The method of telling this piece
works well to accomplish the feeling that anything can happen ending with the
beginning, “a simple summer day” and climaxing with the recovery of a drowning
boy. Although I like the style and
understand the short sections provide limitations, the opening seems
disjointed- jumping from Gary to Josey to the granddaughters. Even the
granddaughters referred to as seals threw me off. The elements of innocence and
death are intertwined in the detail that “his was the first hand she’d ever
held” paralleled with the hand of the dead child in the next section, bouncing
with the stretcher. I do wonder about the logic of putting a drowned boy on a stretcher
as that is reminiscent of an ambulance, but he’s already dead. I like the
backwardness even in the section about the discovery of the body- “at first he
mistook it for seaweed.” The detail of where the girls were before the climax
is a nice detail.
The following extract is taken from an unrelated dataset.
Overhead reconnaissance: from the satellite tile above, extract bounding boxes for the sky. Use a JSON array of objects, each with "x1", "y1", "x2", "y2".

The description of the lifeguard as “torpid” is a bit
undeveloped, perhaps implying something about authority. Even the detail of the
drowned boy’s brother as Filipino says something about races banding together
in times of hardship, perhaps. All of the characters are related through the
discovery of the boy, creating an interesting web. I think it’d be an
interesting plot to have these character’s lives intersect again at some other
point in time. But as a short and not-so-sweet piece this works well.